Case studies: Toronto and Brand USA

The DMO AI Playbook includes case studies on Toronto and Brand USA, both further along on AI adoption and building the internal skills to sustain it. Neither example requires a Brand USA-sized budget to apply. Any DMO that values its local knowledge and its member relationships already holds the core asset. What’s missing for most is digitising it, laying the foundations, then adding AI tools in incremental steps once that groundwork is done.

The DMO AI Playbook, including the Compass Model, is available at tourismtribe.com/compass-ai-playbook-dmo. Tourism Tribe is also happy to run a quick debrief on the playbook for any DMO working out where to start.

What is zero-click search and why does it matter for DMOs?

Zero-click search happens when someone asks an AI tool like ChatGPT or Gemini a question and gets a full answer with no link back to the website that supplied the information. DMOs are reporting an average 30% drop in website traffic because of it, even though their content is still being used to answer travellers’ questions. The visits just don’t show up in Google Analytics.

Why doesn’t AI search traffic show up in Google Analytics?

AI tools use two kinds of bots to serve their answers: indexing bots that regularly crawl and store website content, and retrieval bots that fetch a page in real time when a live query needs an answer. Neither type brings a human visitor who clicks through, so none of it registers in Google Analytics. The activity is visible in server logs instead.

What’s the difference between crawlable and queryable content?
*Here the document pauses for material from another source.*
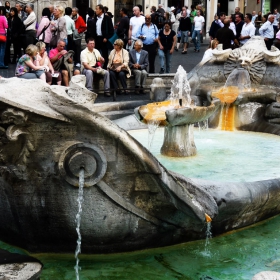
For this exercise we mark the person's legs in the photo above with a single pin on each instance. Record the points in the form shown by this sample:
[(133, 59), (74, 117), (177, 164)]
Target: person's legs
[(2, 54), (106, 80), (161, 59), (137, 77), (113, 80), (77, 50), (144, 75), (65, 77), (122, 78), (89, 78)]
Crawlable content is what’s published on a website, and off it in places like LinkedIn posts, that AI engines can find and reference. Queryable content is the knowledge that lives inside an organisation, such as staff expertise, past itineraries, and workshop notes, that has been digitised and organised so AI tools can search and use it directly.

What is the Compass Model in Tourism Tribe’s DMO AI Playbook?

The Compass Model is the practical framework in Tourism Tribe’s DMO AI Playbook for reinventing a destination marketing organisation’s role in an AI-driven search environment. It starts with leadership, getting decision-makers to understand what’s changing, then moves through digitising internal knowledge and building AI-enabled processes in incremental steps.

How is the travel purchase cycle changing?

ChatGPT tested in-chat shopping but stepped back from handling travel bookings directly, leaving that to OTA apps. Google has moved the other way, building a purchase experience directly inside its own AI tools. Combined with rising investment in agentic booking across the OTA sector, the traditional multi-step travel purchase cycle is compressing into a single AI-assisted session.

What should a DMO do first to prepare for AI-driven search?

Start by getting the destination’s content into a form AI engines can crawl and cite, and get leadership genuinely engaged, for example by showing board members a live chat conversation with ChatGPT about their region. From there, focus on digitising the internal knowledge already held by staff and volunteers, since that local expertise is the core asset AI can’t replicate.